Y no, esto no es solo “la corrupción” o “la violencia de siempre”. Es algo peor: es la pérdida paulatina de la capacidad de administrar la fuerza, sin la cual el Estado deja de ser Estado y se convierte en un territorio disputado.
El problema no es solo que un menor haya cometido un asesinato, sino que muchos celebran el hecho como si fuera justicia. Y ahí es donde la línea ética se derrumba. Porque desear y aplaudir la muerte de quien pensamos que encarna “el mal” nos convierte, sin matices, en lo mismo que decimos combatir. La violencia política, legitimada desde el odio, no tiene signo noble. No importa si el muerto era de tu partido o de tu antítesis ideológica: la celebración de su asesinato es la confirmación de que la podredumbre nos alcanzó a todos.
El rechazo a la celebración de su muerte no significa convertirlo en un mártir. Un país sano no necesita fabricar santos a partir de sus muertos, así como no necesita monstruos para justificar sus odios. La verdad política de un hombre no cambia por el hecho de haber sido asesinado: sus aciertos y errores siguen siendo los mismos. Pero en la maquinaria ideológica, el cadáver se vuelve herramienta: para unos, un trofeo; para otros, un altar. En ambos casos, el hombre real desaparece, sustituido por la caricatura útil para la causa del momento.

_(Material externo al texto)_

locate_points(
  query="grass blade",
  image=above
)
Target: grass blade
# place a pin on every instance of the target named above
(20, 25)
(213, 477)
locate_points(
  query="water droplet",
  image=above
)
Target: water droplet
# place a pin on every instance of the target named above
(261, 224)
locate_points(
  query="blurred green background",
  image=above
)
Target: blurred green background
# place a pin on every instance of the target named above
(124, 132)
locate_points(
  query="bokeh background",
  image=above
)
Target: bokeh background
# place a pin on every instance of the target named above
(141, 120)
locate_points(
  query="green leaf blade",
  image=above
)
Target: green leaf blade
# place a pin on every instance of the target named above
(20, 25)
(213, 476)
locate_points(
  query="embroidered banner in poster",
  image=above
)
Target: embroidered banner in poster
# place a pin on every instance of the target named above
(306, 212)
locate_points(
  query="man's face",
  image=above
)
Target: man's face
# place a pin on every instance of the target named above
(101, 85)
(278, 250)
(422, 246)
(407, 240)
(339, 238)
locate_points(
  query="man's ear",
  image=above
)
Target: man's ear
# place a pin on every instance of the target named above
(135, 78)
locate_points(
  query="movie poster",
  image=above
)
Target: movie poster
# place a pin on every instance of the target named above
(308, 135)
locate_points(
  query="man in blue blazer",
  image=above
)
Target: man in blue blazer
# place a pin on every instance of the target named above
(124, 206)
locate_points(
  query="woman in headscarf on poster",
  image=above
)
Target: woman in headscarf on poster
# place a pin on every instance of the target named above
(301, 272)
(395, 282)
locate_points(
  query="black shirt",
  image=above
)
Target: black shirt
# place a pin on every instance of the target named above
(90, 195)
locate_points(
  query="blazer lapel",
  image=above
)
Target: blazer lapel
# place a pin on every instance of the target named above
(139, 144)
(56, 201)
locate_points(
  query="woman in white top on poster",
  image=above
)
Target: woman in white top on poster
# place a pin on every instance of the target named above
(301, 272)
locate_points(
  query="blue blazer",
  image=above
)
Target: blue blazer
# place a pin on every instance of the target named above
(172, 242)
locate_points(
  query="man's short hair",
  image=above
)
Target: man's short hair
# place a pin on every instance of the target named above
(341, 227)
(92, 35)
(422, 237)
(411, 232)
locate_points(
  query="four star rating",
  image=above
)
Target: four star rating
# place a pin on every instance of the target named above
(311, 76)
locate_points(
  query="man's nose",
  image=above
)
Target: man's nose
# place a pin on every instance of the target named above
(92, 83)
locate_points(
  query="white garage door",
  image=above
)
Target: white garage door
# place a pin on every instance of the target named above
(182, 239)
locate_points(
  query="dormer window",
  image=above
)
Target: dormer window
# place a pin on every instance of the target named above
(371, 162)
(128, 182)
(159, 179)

Un país no se pudre porque muera un hombre, sino porque empieza a ver la muerte como método legítimo. Cuando el asesinato se aplaude, la política deja de ser campo de batalla de ideas y se convierte en matadero. Celebrar que hoy matan a tu enemigo es redactar tu propia esquela. Porque el día que la regla sea que el adversario se elimina a plomo, ya no habrá debate ni disenso: habrá bandas disputándose la carroña del poder. Y cuando eso ocurra, ya no quedará Estado ni ley que nos contenga. Solo quedará la intemperie y el filo. Y ahí, en ese frío, descubriremos que lo que destruimos con nuestras propias manos no fue al enemigo, sino el último refugio que nos quedaba antes de la barbarie.
“¿Sabe qué tradujeron los indígenas?
—Pedazo diez‑dos: ‘Nadie podrá llevar por encima de su corazón a nadie, ni hacerle mal en su persona, aunque piense o diga diferente’. Con ese artículo que nos aprendamos, salvamos este país.”
Traducción al wayuunaiki del Artículo 12 de la Constitución de Colombia, citada y difundida por Jaime Garzón.